During a recent panel discussion regarding the regulation of laboratory-developed tests (LDTs), Elizabeth Mansfield, Deputy Director for Personalized Medicine at FDA, announced that FDA will be increasingly focused on what she called “complementary diagnostics.”
This category of tests will be distinct from companion diagnostics in that they will provide additional information about how a drug might be used, or whether someone should receive a class of drugs, rather than being required for the safe and effective use of a drug.

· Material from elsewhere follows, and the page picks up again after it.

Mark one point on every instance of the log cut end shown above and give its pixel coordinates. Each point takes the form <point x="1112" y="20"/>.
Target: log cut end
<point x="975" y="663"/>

This new category was described by Mansfield as being part of FDA’s proposed framework for regulating LDTs (although a search of the proposed framework reveals no mention of the term “complementary diagnostics”).
This is a challenging distinction for me to understand. I struggle to think of a scenario where a test would be performed that provides information that isn’t relevant to the safe and effective use of a drug.
I think about the cytochrome p450s as a class of biomarkers that could fit into this category, and indeed it would be nice to categorize them at some point, because currently they sit in a no-man’s land of personalized medicine. There is not strictly speaking a companion diagnostic test for these biomarkers, at least by FDA’s use of the term, but they are included in drug labels with clear guidelines for people that carry mutations in them.
Let’s take CYP2D6 as an example. The drug labels for 40 drugs (the most of any biomarker) recommend testing for mutations that can make people slow metabolizers of those drugs, and yet there is not a specific requirement to have patients tested prior to prescribing the drugs.
If the science is unsettled on potential toxicities to slow metabolizers (and reimbursement variability for CYP2D6 testing would imply that it is), then perhaps this is the type of test that would fall under FDA’s concept of a complementary diagnostic.
I look forward to FDA’s description of this category of test to see if it reduces or adds to confusion around how biomarkers in drug labels should be used.